Certaines fièvres échappent au mercure – Mathilde Forget – L’Iconoclaste

J’ai rencontré Mathilde Forget pour son livre Certaines fièvres échappent au mercure, publié chez L’Iconoclaste.

En ce mois des Fiertés, j’avais envie de commencer par la lettre L de l’acronyme, avec un roman qui parle d’amour entre femmes, mais aussi de perte, d’attachement, de mémoire, et de ces peurs intimes qui finissent toujours par rejoindre l’universel.

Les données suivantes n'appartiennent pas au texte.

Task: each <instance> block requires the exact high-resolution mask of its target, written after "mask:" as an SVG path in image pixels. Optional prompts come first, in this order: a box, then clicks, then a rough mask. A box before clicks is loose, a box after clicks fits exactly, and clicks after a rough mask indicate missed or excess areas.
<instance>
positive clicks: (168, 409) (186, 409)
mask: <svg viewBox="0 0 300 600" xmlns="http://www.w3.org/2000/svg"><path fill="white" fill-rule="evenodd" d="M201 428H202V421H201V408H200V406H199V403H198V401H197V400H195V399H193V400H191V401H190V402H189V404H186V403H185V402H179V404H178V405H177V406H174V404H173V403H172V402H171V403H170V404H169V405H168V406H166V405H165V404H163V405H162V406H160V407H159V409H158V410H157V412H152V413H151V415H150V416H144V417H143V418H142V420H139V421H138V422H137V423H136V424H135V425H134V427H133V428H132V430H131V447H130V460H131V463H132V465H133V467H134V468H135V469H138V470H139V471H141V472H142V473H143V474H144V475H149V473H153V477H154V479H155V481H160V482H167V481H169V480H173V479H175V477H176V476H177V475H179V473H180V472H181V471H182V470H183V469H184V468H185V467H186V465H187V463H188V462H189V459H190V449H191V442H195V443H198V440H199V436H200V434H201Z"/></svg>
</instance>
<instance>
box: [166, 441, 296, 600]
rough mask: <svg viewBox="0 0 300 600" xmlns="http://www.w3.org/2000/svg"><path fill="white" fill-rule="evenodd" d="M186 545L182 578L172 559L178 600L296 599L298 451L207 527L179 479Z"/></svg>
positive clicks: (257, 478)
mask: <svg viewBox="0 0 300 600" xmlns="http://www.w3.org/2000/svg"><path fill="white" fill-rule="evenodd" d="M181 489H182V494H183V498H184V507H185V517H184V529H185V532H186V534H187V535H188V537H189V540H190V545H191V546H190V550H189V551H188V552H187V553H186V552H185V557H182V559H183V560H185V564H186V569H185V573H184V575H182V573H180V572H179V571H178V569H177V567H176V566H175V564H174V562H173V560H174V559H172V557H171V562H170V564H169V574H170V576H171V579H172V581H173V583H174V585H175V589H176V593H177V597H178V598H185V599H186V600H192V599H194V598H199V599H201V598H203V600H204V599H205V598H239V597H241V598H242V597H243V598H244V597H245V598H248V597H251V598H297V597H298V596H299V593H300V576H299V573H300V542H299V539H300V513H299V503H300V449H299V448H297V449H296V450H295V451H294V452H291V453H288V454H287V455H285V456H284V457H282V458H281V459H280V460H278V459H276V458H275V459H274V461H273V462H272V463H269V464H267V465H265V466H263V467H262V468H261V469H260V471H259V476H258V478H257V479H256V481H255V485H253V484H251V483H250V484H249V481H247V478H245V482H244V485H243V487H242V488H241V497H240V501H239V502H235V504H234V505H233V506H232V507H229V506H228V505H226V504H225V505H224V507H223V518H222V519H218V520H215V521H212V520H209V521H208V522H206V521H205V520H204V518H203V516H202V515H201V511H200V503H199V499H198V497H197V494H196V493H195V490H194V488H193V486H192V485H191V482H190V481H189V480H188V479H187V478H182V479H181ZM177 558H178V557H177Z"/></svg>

Mathilde Forget écrit l’amour comme une secousse intérieure. Une fièvre, oui, mais une fièvre indocile, impossible à prendre, impossible à contenir. Édith porte en elle une blessure ancienne, une inquiétude devenue presque une manière d’être au monde. Puis, dans un train de banlieue, une jeune femme aux cheveux bouclés apparaît, et tout se déplace. Le désir surgit, la joie aussi, mais avec eux cette angoisse de voir disparaître celle que l’on commence à aimer.

Le roman suit cette rencontre amoureuse comme on suivrait une montée de lumière, mais une lumière traversée d’ombres. Car aimer, pour Édith, ce n’est jamais seulement s’abandonner. C’est aussi sentir remonter les terreurs de l’enfance, les souvenirs qui frappent sans prévenir, les images de perte, les scénarios de catastrophe que l’esprit invente malgré lui.

Mathilde Forget compose un texte bref et dense, où la mémoire circule par fragments. L’enfance, le deuil, la honte, la découverte du désir pour les filles, la peur de l’abandon : tout se répond dans une écriture nerveuse, sensuelle, parfois presque électrique. Rien n’est appuyé, rien n’est expliqué trop sagement. La phrase laisse affleurer ce qui brûle.

Ce roman dit très justement que l’amour ne guérit pas comme par magie. Il expose, il révèle, il ouvre les failles. Mais il peut aussi offrir une autre manière d’habiter sa propre histoire.

Certaines fièvres échappent au mercure est un livre vibrant, intime, queer, traversé par une grâce inquiète. Mathilde Forget y transforme la blessure en langue, et la langue en lieu possible de survie.